Diane Arbus Case Study
melimontDiane Arbus was a photographer who is famous for her black and white square-format photographs of marginalized people in society, including little people, circus people and the transgendered. Although Diane was heavily criticized for exploiting her subjects as freaks, I feel strongly that she actually had a deep love and admiration for the people that she chose to photograph. At least that’s the feeling that I get when I look at her work. For many years I have felt a connection to her photographs because portrait photography appeals to me and because I lived a large portion of my life in Manhattan and loved to photograph all of the interesting people that I came across during my work in the theatre. I never considered anyone to be freak, but found that the unique qualities of others made the world a more beautiful place. I see that in Diane’s work and I think that people such as Susan Sontag misunderstood her work and judged her too harshly.
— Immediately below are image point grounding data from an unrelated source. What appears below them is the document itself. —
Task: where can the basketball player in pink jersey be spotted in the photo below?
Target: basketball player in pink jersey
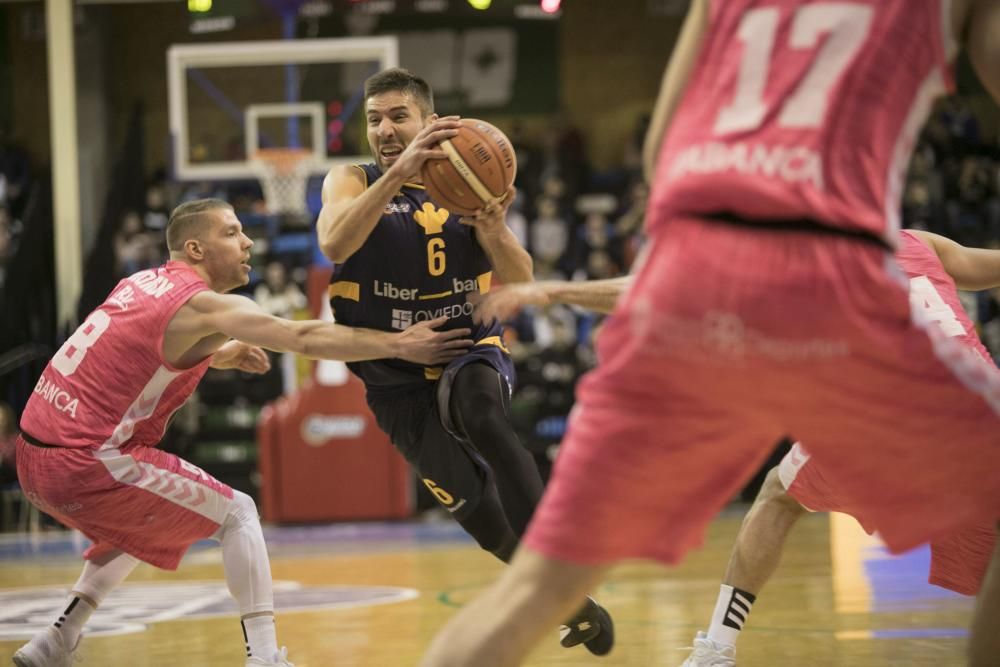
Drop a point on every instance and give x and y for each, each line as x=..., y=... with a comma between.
x=769, y=303
x=935, y=266
x=87, y=453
Diane Arbus was a thrill-seeker who suffered from depression. She grew up in a strict, Jewish and wealthy family in New York City. Her family owned a famous department store on Fifth Avenue. Diane’s older brother, Howard Nemerov, was a Pulitzer Prize-winning poet and U.S. poet laureate. Her younger sister, Renée Sparkia, was a sculptor and designer. After retiring from the department store, their father, David Nemerov, had a very successful career as a painter. At the age of 18, Diane married Allan Arbus, who worked in the advertising department at her father’s store. Allan gave Diane her first camera and Diane began to study under photographer Berenice Abbott. Diane and Allan began taking fashion photographs that were featured in advertisements for the store. Eventually they began a fashion photography business together, with Allan taking most of the photographs and Diane doing the styling. Their business was very successful and they revolutionized the fashion photography business. Diane grew tired of working with her husband and began to explore her own artistry, eventually taking photography classes at The New School. This is when she began photographing people on the streets of New York City.
Arbus combined the realistic nature of photography with its expressive possibilities. Her exploration of how people lived differently, yet the same and with acceptance and rejection, created strong visual images that created controversy during her time and beyond. Some of the criticism that I have read of her work seems so outdated and outrageous to me. I think her work made people uncomfortable and the only way they could fight that feeling was to rail against the work itself. I don’t see her images as exploitative. I think they are strong and beautiful. They show imperfect people who are not afraid to look straight into the camera lens and allow you to see them in all of their glory. Her work challenges the viewer to see beauty differently. Diane also photographed seemingly normal people in a way that made them look unusual. She could take recognizable people and make them seem as odd as the supposed freaks she also photographed. Her use of dramatic lighting and the exploration of tension in her photographs could make even the most mundane scene seem somehow twisted.